Industrial & Engineering Chemistry Research, Vol.55, No.51, 13114-13119, 2016
Distribution of Fission Products into Tributyl Phosphate under Applied Nuclear Fuel Recycling Conditions
Tributyl phosphate (TBP) is an important industrial extractant used in the Plutonium Uranium Redox Extraction (PUREX) process for recovering uranium and plutonium from used nuclear fuel. Distribution data have been assessed for a variety of fission and corrosion product trace metals at varying uranium concentrations under representative PUREX extraction (3 M HNO3) and stripping (0.1 M HNO3) conditions. As might have been anticipated, the extraction of most trace metals was found to decrease or remain constant with increasing uranium concentration.
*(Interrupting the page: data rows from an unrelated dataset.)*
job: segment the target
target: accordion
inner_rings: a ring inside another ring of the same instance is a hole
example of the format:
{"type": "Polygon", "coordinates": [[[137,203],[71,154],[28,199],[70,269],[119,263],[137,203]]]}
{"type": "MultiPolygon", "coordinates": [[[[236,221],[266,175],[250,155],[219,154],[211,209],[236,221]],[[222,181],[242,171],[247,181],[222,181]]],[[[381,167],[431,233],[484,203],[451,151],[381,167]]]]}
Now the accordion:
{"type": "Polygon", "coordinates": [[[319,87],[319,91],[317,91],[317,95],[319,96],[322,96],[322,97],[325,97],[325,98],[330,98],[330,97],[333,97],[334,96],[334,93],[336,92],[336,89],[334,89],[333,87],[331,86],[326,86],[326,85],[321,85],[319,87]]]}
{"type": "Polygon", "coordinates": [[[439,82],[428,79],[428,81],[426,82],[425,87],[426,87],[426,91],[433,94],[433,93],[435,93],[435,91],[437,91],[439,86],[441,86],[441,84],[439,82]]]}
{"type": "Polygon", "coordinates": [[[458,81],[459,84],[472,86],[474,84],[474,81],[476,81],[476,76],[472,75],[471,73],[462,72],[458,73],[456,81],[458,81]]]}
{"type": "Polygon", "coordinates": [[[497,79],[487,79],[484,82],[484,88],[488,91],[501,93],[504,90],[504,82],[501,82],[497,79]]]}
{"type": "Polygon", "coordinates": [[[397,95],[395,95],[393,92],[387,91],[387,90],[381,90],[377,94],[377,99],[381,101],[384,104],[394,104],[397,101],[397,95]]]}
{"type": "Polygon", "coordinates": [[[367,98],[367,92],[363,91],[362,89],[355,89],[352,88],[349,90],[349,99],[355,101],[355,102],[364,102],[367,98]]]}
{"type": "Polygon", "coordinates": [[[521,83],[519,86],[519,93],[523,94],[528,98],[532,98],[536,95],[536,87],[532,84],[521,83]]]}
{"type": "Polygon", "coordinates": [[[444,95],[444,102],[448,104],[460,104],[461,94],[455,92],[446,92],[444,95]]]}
In contrast, the extraction of some low valence transition metals was found to increase with increasing uranium concentration. The increase in extraction of low valence transition metals may be related to TBP forming reverse micelles instead of recovering uranium as a classical UO2(NO3)(2)(TBP)(2) coordination complex. The low valence transition metals may be being recovered into the cores of the reverse micelles. Also unanticipated was the lack of impact the TBP degradation product, dibutyl phosphate (DBP), had on the recovery of metals in batch distribution studies. This is possibly related to the batch contacts completed in these experiments not adequately recreating the multistage aspects of industrial-scale uranium extraction done using mixer settlers or centrifugal contactors.